Apple will die Steuern nicht zahlen und Irland will sie nicht haben…

Irland steht vor einem Steuersegen, den das Land aber eigentlich gar nicht haben möchte. Denn dem irischen Finanzminister zufolge wird das Unternehmen Apple, das in diesem Land sein europäisches Hauptquartier unterhält, ab dem ersten Quartal des nächsten Jahres mit den ersten Zahlungen für eine Steuernachzahlung in einer Höhe von 13 Milliarden Euro beginnen. Und das obwohl sowohl Apple als auch Irland gegen diese Steuernachzahlung sind.

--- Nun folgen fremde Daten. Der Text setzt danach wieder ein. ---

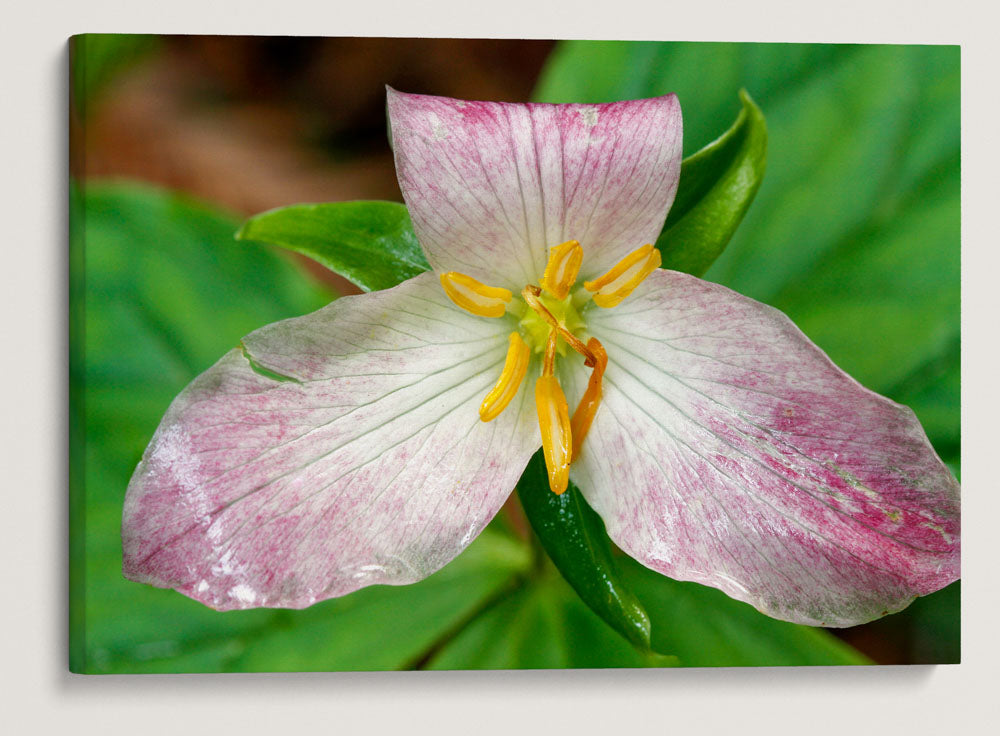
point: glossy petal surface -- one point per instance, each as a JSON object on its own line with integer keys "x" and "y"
{"x": 366, "y": 464}
{"x": 490, "y": 186}
{"x": 730, "y": 451}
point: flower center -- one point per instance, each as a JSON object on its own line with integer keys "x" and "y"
{"x": 549, "y": 321}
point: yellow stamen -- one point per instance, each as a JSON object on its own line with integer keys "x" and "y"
{"x": 553, "y": 421}
{"x": 562, "y": 268}
{"x": 587, "y": 408}
{"x": 475, "y": 296}
{"x": 514, "y": 368}
{"x": 629, "y": 272}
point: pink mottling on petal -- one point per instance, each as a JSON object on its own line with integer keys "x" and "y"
{"x": 730, "y": 451}
{"x": 491, "y": 186}
{"x": 370, "y": 467}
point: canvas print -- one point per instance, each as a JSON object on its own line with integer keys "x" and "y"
{"x": 406, "y": 354}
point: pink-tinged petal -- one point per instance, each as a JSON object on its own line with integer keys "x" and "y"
{"x": 371, "y": 466}
{"x": 730, "y": 451}
{"x": 491, "y": 185}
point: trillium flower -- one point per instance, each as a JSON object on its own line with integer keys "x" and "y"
{"x": 371, "y": 441}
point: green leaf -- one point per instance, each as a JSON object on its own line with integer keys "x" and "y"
{"x": 704, "y": 627}
{"x": 369, "y": 243}
{"x": 716, "y": 187}
{"x": 95, "y": 58}
{"x": 166, "y": 292}
{"x": 543, "y": 624}
{"x": 573, "y": 536}
{"x": 855, "y": 233}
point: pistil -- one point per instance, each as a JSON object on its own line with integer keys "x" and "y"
{"x": 562, "y": 438}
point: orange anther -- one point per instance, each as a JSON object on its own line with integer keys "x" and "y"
{"x": 628, "y": 273}
{"x": 514, "y": 368}
{"x": 587, "y": 408}
{"x": 475, "y": 296}
{"x": 562, "y": 268}
{"x": 553, "y": 421}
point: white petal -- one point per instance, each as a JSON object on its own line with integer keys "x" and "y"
{"x": 730, "y": 451}
{"x": 371, "y": 466}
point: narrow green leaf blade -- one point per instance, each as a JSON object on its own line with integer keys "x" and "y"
{"x": 369, "y": 243}
{"x": 717, "y": 185}
{"x": 573, "y": 536}
{"x": 704, "y": 627}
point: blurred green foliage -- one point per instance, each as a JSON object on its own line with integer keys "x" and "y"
{"x": 854, "y": 234}
{"x": 95, "y": 58}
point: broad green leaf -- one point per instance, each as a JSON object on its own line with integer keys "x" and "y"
{"x": 543, "y": 624}
{"x": 166, "y": 292}
{"x": 704, "y": 627}
{"x": 369, "y": 243}
{"x": 163, "y": 291}
{"x": 716, "y": 187}
{"x": 573, "y": 536}
{"x": 855, "y": 232}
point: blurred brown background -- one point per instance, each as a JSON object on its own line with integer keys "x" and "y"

Die EU-Kommission hatte im vergangenen Jahr angeordnet, dass eine Abmachung zwischen Apple und Irland über die Höhe der Steuern, die Apple an Irland zahlen muss, nicht zulässig sei. Denn diese Abmachung würde nur für Apple gelten, nicht aber für andere Unternehmen, die in Irland angesiedelt sind. Auf diese Weise hätte Apple gegenüber Wettbewerbern einen illegalen Vorteil. Deshalb solle das Unternehmen Steuern zum regulären Unternehmenssteuersatz Irlands von 12,5 Prozent für den Zeitraum von 2003 bis 2014 nachzahlen. Insgesamt wären das 13 Milliarden Euro, denn Apple hatte dank der Abmachung mit Irland zeitweise weniger als ein halbes Prozent Steuern auf seine Gewinne in der EU abgeführt.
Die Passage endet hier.